PostgreSQL Resource Management – Optimize Memory Usage

memorypostgresqlpostgresql-9.3

I'm consolidating multiple Linux boxes running Postgres into one box.

Given the way Postgres handles resource utilization, would one single server service handling all the databases provide a much better performance than multiple server services (each one listening to different IP:port) running on the same host?

Thanks

Best Answer

In general, a single instance is more efficient, but has inferior performance isolation between databases.

If you want maximum throughput and best resource utilisation, put them all in a single instance. One busy DB will be able to affect other DBs more easily this way, especially when it comes to things like high rates of small write transactions. Features like async commit, commit delay, etc, help. If you group them all on one instance you'll also have to do any physical backups and streaming replication / PITR for the whole set of DBs, you can't isolate just one DB.
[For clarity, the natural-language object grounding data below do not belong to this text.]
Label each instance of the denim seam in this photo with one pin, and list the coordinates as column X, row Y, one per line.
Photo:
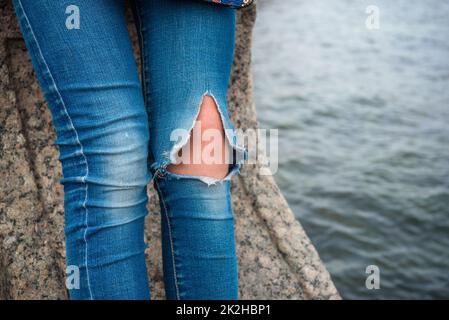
column 161, row 198
column 41, row 56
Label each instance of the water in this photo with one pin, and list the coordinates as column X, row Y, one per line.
column 363, row 119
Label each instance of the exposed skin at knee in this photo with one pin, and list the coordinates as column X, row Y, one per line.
column 208, row 118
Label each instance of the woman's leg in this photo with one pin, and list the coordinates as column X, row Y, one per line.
column 90, row 80
column 187, row 56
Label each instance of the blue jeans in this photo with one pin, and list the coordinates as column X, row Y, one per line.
column 113, row 135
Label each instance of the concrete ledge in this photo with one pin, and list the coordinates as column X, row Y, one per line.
column 276, row 258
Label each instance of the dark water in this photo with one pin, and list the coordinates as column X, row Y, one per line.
column 363, row 119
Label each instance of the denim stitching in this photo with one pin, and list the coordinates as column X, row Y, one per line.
column 74, row 130
column 161, row 198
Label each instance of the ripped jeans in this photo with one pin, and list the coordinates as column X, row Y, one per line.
column 114, row 138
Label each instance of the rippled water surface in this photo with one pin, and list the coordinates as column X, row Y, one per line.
column 363, row 119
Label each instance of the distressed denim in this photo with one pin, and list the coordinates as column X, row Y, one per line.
column 113, row 136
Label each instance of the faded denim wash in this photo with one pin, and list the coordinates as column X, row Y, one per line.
column 113, row 135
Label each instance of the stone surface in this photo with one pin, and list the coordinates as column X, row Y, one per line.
column 276, row 258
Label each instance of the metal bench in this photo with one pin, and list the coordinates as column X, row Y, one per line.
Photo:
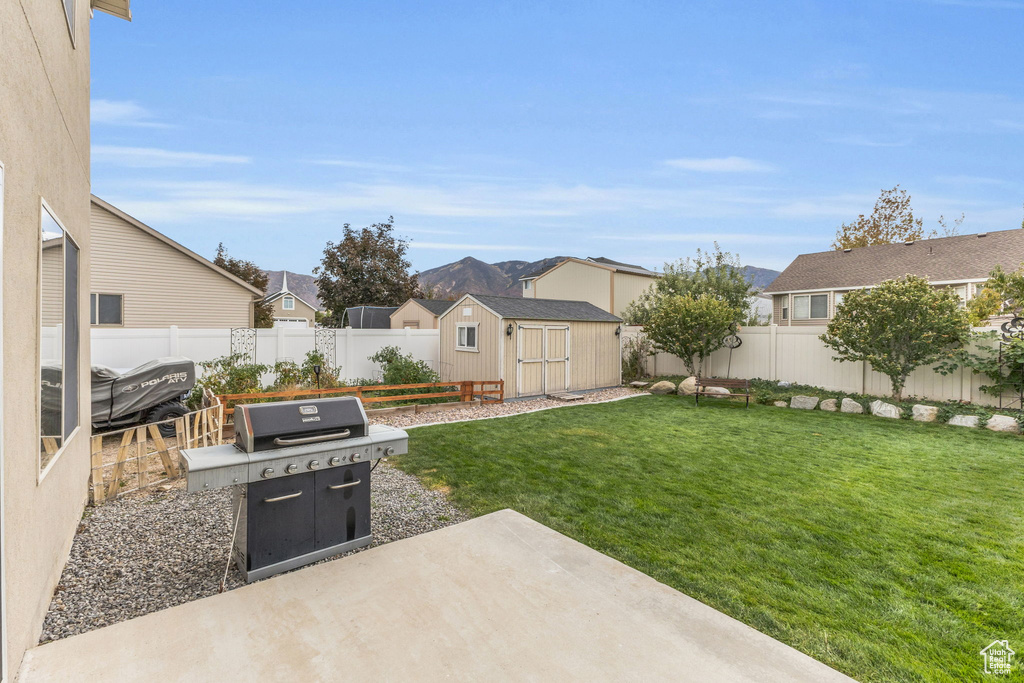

If you want to reduce the impact one busy/overloaded DB has on another DB, isolate them into their own instances and put each on a separate file system, perferably on separate underlying storage. You'll pay a price in wasted shared_buffers space, extra fsync()s, etc, and you'll find things like user management a major pain, but you'll be able to do streaming replication / physical backups of just one DB and you'll be more able to manage their relative resource allocations. If they're separate instances you can use things like nice, ionice, etc more effectively and can manage storage quotas somewhat better.